Imagine, then, what a revelation Frank Gehry was to me last year, when I toddled in to the couch and turned on the tv, balancing on my arm the adult version of curds and Tea : a glass of wine and some pita chips and hummus. At that moment, PBS was broadcasting a documentary entitled SKETCHES OF FRANK GEHRY. With my hands too full to turn the channel, I had no choice but to sit down and swoon into the rapture of his work.
Who the frick knew? Who knew, I ask you?
Okay, as it turns out, a large part of the populace knew and is well acquainted with Gehry, as he’s one of the most-ballyhooed modern American architects. His work is big-time stuff around the world. I can hear you “fa-fwa-fooing” now about how you’ve been versed in Gehry since your cloth-diapered Mother Goose years.
I, however, had spent my formative years with my head too deeply dropped into the works of Pearl S. Buck…and then into a bottomless cup of five-shots-of-booze…to have any idea that a guy was out there, coming up with such visions, and getting paid to produce them.
And really, that’s the part that continues to inspire a certain faith: Gehry has created a very singular vision, one outside of traditional form, and people with money have gone for it. I’m not at all used to people with money putting their dollars behind ground-breaking, convention-flaunting ideas.
I, for example, once pitched a “rolling Halloween pumpkin, for when the candy outweighs the kid” to Proctor & Gamble, and they laughed me out of the conference room.
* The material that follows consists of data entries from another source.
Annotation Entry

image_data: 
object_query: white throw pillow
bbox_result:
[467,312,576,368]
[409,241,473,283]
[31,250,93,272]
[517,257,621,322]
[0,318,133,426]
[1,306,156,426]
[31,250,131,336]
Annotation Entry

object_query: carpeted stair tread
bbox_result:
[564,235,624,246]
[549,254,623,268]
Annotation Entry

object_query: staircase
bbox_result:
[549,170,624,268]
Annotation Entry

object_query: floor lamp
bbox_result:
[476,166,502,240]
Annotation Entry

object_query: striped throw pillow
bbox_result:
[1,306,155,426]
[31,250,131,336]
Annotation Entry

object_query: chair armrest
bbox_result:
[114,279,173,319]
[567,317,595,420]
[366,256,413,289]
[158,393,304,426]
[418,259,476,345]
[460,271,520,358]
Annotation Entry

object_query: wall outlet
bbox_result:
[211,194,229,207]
I’d even bought a new black pencil skirt for the presentation, but they didn’t so much as compliment me on it as they showed me the door, those corporate rat bastards.
My resulting cynicism lumped out-of-the-box thinkers like Jocelyn and Frank into the same Pile of Woeful Neglect (we’re located, in the card catalogue, just after the Pile of Wondrous Nightshades).
And yet that PBS documentary reminded me that sometimes, in this world where big money generally fuels sure bets and more of the sames, the deep pockets can open up for genius and awe.
And on days when I cannot breathe due to the frustration I feel about our president,
Or I am tempted to wrap my fingers around the throat of a bully who has called my 4-year-old Niblet “ugly” and “fat,”
Or I mourn that my students at the college have never left Minnesota, even though we live a 10-minute drive across a bridge from the next state,
Or I keen for parents standing at the open graves of their fallen children, having to close out the sounds of protesters chanting and holding signs about “Fags in the Military,”
Or I rage when the best people I know have their hearts ripped open by failed love,
Or I see The Backstreet Boys on Jay Leno,
I find solace in the knowledge that an artist like Frank Gehry not only exists but is rightfully heralded for designs that push us all out of the safe and easy.
Let’s raise and clink our curds in his honor.